(Docu-drama 1 x 94 min) Movie of the week

Despite its electronic gates and high tech security, Mecklenberg, Virginia’s “escape-proof” Death Row is a cage, and the men who reside there are animals. But one Spring day in 1984, some of the animals got out…

In late October of 1983, a group of inmates slated for death launched the elaborate scheme that would set them free. Each of the six were assigned a specific task that included intelligence gathering, weapons fabrication, and intense strategy. On May 31, 1984, an inmate grabbed a guard and put a shank (a prison knife constructed from strips of metal) to his throat. It was 9:00 pm, and the escape had begun. The conspirators forced their captive to use the telephone to summon more guards, who were each taken hostage and ordered to strip and hand over all their cash. With a knife at his throat, Lt. Larry Hawkins ordered a van brought around to the prison gate. Meanwhile, the inmates changed into the guards’ uniforms, loaded a television onto a canvas stretcher, covered it with a blanket, and approached the front gate with the stretcher, yelling, “We’ve got a bomb here!” The disguised inmates sprayed the “bomb” with a fire extinguisher for dramatic effect and loaded it onto the van.
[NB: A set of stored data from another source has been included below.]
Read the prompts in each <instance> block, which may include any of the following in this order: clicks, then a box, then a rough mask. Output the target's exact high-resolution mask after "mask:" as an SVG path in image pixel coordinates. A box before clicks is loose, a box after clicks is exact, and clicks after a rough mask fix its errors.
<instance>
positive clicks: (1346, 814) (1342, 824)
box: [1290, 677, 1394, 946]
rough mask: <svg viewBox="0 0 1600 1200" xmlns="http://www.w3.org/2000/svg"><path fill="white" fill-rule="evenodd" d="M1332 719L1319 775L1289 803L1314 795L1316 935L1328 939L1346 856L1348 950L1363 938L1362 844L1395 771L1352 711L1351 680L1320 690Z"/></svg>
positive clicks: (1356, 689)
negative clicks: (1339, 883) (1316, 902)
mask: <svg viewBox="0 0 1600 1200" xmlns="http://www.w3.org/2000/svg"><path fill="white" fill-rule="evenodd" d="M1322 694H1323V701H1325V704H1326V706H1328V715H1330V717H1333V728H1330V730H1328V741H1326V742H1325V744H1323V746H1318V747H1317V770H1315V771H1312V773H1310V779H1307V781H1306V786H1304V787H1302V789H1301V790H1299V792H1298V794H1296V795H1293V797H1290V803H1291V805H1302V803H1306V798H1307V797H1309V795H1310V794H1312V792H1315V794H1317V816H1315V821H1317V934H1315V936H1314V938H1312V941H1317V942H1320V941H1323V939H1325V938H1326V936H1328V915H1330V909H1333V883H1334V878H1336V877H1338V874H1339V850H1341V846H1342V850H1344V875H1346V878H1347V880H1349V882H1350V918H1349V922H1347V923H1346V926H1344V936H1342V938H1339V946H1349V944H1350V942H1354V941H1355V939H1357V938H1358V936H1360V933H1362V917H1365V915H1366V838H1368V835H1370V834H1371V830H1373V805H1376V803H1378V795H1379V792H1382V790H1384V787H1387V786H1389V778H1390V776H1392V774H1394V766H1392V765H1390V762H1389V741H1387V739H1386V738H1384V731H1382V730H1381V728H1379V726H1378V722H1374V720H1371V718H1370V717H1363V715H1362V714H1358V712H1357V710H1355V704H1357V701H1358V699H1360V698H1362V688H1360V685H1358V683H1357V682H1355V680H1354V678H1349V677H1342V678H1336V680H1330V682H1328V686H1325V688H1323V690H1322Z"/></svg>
Perimeter guards ran in terror as six condemned prisoners drove out the front gate of a maximum security prison in plain sight. It was the only mass escape from Death Row in U.S. history.

It was 30 minutes before the hostages could free themselves and raise the alarm. By then, all six escapees had made it to North Carolina, where they ditched the get-away van and split up into pairs. The entire East Coast of the U.S. was terrified for weeks, hoping the convicts would be caught before they killed again. Two of the six were apprehended at a coin laundry in the small town of Warrenton, while two others made it all the way to Vermont before being arrested after robbing a small store. Only the Briley brothers remained at large. Credited with 25 murders between them, Linwood and J.B. Briley were the deadliest of the escapees. Telephone records linked them to a run-down section of Philadelphia, and on the evening of June 19th, FBI Agents arrested the last two convicts in the mass escape. It would be their only escape attempt. All six would eventually die in the electric chair.